Every half hour Tokyo’s newest sightseeing bus, the Shitamachi, departs on a journey across the city through its older and more characterful districts, with useful information on nearby sights in English displayed on screens inside, and you can hop on and hop off wherever you like. This is by far the easiest and most interesting way for you to explore Tokyo on your first day without puzzling over subway and train maps and working out which travel passes to buy! On the bus you can simply buy a Toei bus one-day pass and this will give you unlimited travel on the Shitamachi bus for 500 Yen, which is about $6 or £4. From start to finish straight through takes just over an hour, it’s easy to spot the bus itself, metallic silver with a green stripe and round windows at the back. There are 7 main stops on the route, and I will tell you about some of the top attractions at each one.The start and end points of the Shitamachi bus service are Tokyo Station and Ryogoku Station. At Tokyo Station the bus departs from the Marunouchi North Exit, bus stop no. 1 outside the OAZO building, and the first bus is at 11am on weekdays, and 9am on weekends, the last departs at 6.30pm every day. From Ryogoku Station heading the other way, the buses leave from the West Exit at 5 minutes to and 25 minutes past the hour.
1. Tokyo Station – the best attraction in Tokyo near here is the Imperial Palace Gardens, and you can stroll around these free of charge, or even borrow a bicycle on Sundays (see previous post Fun and Free things to do in Tokyo). For panoramic views of Tokyo, head up to the 36th floor of the Marunouchi Building opposite the station where there are observation windows at the restaurant up there. This is also a great area for designer shopping with most world-class brand names along Naka-dori street.
2. Next stop is Nihombashi Station, and the famous Mitsukoshi Department Store, established in 1673, is nearby. If you are thinking of buying traditional Japanese paper goods, art, pictures, washi paper and postcards, the Yubendo stationers should be your first port of call.

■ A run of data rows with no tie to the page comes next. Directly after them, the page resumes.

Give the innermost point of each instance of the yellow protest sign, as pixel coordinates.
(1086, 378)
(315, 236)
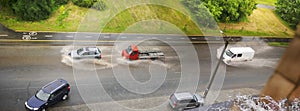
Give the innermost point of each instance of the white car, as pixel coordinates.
(87, 52)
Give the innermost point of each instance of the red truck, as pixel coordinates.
(134, 53)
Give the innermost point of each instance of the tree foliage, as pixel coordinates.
(33, 10)
(289, 11)
(224, 10)
(202, 15)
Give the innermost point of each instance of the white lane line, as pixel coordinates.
(48, 36)
(106, 37)
(3, 35)
(69, 36)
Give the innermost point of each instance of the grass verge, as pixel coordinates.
(266, 2)
(262, 22)
(156, 19)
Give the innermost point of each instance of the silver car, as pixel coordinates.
(87, 52)
(185, 100)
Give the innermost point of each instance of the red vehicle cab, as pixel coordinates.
(131, 53)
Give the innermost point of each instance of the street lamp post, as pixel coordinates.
(217, 67)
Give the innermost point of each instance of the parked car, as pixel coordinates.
(55, 91)
(237, 54)
(185, 100)
(86, 52)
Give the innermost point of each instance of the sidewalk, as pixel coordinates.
(149, 104)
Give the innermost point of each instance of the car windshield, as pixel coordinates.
(42, 95)
(229, 53)
(79, 50)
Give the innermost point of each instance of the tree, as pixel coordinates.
(33, 10)
(96, 4)
(289, 11)
(224, 10)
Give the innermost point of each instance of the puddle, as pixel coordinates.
(265, 103)
(86, 64)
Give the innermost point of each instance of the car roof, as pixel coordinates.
(54, 85)
(184, 95)
(237, 50)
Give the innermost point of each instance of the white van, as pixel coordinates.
(236, 54)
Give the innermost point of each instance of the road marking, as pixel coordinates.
(88, 36)
(70, 36)
(112, 41)
(48, 36)
(3, 35)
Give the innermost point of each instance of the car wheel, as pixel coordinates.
(65, 97)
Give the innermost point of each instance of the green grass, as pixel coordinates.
(278, 44)
(262, 22)
(267, 2)
(151, 18)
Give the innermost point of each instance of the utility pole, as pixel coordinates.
(217, 67)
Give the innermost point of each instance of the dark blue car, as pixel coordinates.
(50, 94)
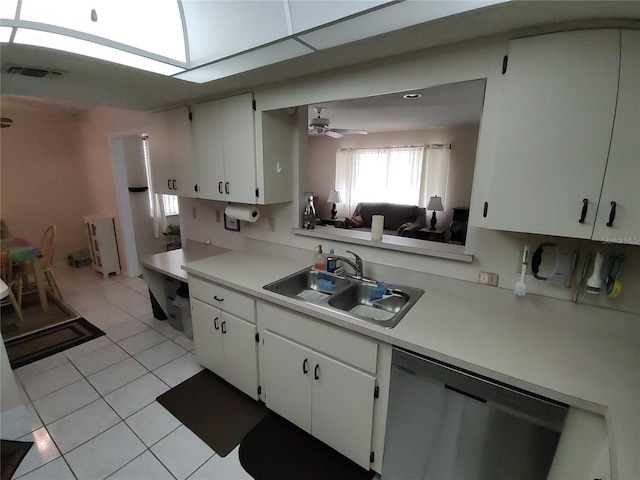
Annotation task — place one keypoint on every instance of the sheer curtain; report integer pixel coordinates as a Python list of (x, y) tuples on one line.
[(392, 174)]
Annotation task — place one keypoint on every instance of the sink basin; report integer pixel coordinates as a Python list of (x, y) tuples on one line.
[(381, 303)]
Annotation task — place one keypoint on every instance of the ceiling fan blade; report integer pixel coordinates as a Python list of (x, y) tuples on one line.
[(332, 134), (348, 131)]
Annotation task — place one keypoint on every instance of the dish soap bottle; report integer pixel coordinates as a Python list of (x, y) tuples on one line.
[(320, 260)]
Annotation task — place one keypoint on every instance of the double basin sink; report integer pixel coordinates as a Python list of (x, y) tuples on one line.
[(381, 303)]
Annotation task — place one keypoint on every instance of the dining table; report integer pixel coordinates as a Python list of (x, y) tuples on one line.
[(21, 251)]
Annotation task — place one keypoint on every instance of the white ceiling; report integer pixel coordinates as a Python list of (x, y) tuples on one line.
[(442, 106), (89, 83)]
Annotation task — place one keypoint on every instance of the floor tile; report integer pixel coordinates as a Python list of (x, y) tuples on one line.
[(106, 453), (51, 380), (136, 395), (178, 370), (182, 452), (100, 359), (143, 467), (152, 423), (218, 467), (82, 425), (55, 470), (19, 421), (115, 376), (125, 330), (141, 341), (66, 400), (160, 354), (88, 347), (41, 452)]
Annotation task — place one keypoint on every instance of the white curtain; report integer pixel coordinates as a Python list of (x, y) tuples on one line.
[(436, 173), (390, 174)]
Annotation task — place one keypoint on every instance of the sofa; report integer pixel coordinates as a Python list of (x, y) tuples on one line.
[(404, 220)]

3. Then to Akihabara, known to the world as ‘Electric City’ where you can find. Japan’s latest electronic goods in 500 shiny shops. You may like to visit Tsukumo Robot Kingdom to see if you need one to help around the house, or there’s the Anime Centre for those fascinated by pop culture.

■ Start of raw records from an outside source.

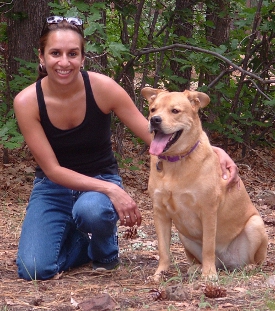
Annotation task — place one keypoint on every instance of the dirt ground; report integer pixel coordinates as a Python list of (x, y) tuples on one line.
[(128, 288)]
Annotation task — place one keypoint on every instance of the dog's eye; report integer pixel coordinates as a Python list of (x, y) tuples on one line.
[(175, 111)]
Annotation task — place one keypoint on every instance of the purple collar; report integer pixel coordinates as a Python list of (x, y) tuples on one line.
[(177, 158)]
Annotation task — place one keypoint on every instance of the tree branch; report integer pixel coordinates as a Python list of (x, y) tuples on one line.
[(138, 54)]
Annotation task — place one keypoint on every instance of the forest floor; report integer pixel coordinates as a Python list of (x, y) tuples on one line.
[(128, 288)]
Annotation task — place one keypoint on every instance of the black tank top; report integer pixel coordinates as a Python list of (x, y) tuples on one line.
[(87, 148)]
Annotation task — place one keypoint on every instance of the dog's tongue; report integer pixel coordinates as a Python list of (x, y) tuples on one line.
[(159, 143)]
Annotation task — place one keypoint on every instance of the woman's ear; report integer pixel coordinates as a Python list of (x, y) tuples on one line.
[(41, 58)]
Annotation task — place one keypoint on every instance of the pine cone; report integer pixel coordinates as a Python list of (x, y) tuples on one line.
[(130, 233), (213, 291)]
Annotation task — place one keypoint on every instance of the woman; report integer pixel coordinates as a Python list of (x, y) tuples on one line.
[(77, 196)]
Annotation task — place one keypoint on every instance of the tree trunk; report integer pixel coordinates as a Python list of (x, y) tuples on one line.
[(25, 22), (183, 28)]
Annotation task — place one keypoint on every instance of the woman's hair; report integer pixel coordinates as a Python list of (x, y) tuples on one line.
[(47, 29)]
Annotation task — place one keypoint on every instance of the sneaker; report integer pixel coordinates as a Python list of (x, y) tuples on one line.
[(103, 267)]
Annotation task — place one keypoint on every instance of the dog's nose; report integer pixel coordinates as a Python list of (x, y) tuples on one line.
[(156, 120)]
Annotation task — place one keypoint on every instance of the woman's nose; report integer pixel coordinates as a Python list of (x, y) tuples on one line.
[(64, 61)]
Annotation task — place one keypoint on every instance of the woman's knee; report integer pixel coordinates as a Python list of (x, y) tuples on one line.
[(95, 213), (32, 268)]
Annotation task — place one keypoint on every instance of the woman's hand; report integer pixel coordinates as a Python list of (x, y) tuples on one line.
[(125, 206), (227, 164)]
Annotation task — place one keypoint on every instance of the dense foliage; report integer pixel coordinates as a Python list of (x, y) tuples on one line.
[(142, 43)]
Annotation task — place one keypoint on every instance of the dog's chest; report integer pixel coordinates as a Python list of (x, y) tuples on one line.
[(181, 207)]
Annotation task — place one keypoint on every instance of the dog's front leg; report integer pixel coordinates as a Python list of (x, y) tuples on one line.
[(163, 226), (209, 246)]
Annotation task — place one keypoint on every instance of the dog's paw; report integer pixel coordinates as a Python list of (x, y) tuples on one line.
[(194, 270)]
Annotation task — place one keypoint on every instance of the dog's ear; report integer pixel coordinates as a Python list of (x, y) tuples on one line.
[(199, 99), (150, 94)]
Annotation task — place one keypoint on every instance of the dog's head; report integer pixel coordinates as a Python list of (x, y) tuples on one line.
[(174, 119)]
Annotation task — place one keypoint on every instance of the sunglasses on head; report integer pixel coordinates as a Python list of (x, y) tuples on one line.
[(57, 19)]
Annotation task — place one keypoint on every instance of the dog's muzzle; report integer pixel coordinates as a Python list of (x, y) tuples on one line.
[(155, 123)]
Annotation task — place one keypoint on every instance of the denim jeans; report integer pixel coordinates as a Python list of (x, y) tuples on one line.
[(64, 228)]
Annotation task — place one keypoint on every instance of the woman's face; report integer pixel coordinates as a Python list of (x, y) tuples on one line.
[(62, 56)]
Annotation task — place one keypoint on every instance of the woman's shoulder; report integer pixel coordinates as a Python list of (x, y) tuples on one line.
[(99, 78), (26, 96)]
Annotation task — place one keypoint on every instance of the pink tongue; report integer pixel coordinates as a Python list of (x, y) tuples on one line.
[(159, 143)]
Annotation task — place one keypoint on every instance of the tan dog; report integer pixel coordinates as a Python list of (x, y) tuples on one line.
[(219, 227)]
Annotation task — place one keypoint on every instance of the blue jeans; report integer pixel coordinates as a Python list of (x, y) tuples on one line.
[(64, 228)]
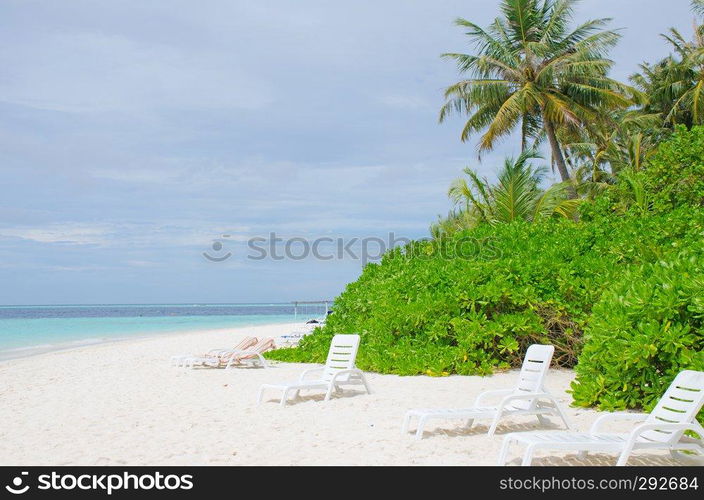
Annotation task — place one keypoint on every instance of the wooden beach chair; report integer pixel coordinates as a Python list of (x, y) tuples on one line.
[(339, 370), (214, 357), (253, 355), (662, 428)]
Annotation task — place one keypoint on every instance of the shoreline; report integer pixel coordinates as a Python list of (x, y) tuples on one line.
[(43, 349)]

4. Further north to Ueno, and as well as Ueno Park with its zoo and gardens you can also browse hundreds of market stalls at Ameyoko Shopping Street. However, this district boasts several very fine museums – the Tokyo National Museum, National Museum of Western Art, Museum of Nature and Science and the Metropolitan Art Museum for example.

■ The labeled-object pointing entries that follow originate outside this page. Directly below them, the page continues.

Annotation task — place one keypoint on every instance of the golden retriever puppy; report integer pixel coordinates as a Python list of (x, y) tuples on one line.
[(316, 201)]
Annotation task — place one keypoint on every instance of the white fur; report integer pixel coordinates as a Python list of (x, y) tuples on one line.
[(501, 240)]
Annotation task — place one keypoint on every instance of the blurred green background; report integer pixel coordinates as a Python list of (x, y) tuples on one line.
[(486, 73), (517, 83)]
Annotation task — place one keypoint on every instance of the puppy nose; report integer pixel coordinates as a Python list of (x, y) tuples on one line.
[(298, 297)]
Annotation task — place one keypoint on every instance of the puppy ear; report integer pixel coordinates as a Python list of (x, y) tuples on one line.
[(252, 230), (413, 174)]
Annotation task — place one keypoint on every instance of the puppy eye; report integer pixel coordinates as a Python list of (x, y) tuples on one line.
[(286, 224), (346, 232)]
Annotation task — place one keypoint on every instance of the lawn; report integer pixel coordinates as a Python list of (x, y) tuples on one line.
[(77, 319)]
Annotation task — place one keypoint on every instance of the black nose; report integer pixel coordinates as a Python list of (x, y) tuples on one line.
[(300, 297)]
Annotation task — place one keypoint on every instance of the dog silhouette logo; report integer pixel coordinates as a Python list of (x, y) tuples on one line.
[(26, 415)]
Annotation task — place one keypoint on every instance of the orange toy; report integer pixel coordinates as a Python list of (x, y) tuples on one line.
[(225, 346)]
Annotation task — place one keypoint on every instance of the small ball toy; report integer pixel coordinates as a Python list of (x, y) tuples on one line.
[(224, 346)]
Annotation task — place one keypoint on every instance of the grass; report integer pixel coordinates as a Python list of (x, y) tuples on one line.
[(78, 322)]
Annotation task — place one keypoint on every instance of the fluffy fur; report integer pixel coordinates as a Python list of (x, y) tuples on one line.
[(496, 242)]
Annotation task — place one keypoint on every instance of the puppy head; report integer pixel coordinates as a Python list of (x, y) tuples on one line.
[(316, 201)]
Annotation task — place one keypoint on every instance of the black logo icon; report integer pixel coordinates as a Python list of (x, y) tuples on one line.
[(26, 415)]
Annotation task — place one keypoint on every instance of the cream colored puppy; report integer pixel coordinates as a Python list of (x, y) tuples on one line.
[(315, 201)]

5. The bus now turns east to a lesser-known district called Kappabashi, famous for its food, kitchen goods and tableware – even the very realistic wax models of popular dishes you see in restaurant windows! You can buy these at Tokyo Biken.
6. Close to the river is Asakusa, perhaps Tokyo’s most popular temple, also known as Senso-ji, with its giant red lantern over Kaminari-mon gateway, and shopping street, Nakamise-dori, that sells all sorts of traditional goods and perfect souvenirs.
7. The final stop for the Shitamachi bus in Ryogoku on the other side of the river. There are two major Tokyo attractions here, firstly, the Sumo Stadium (tournaments in January, May and September) and Sumo Museum, and also the superb Edo-Tokyo Museum whose exhibits are displayed in an imaginative and innovative way.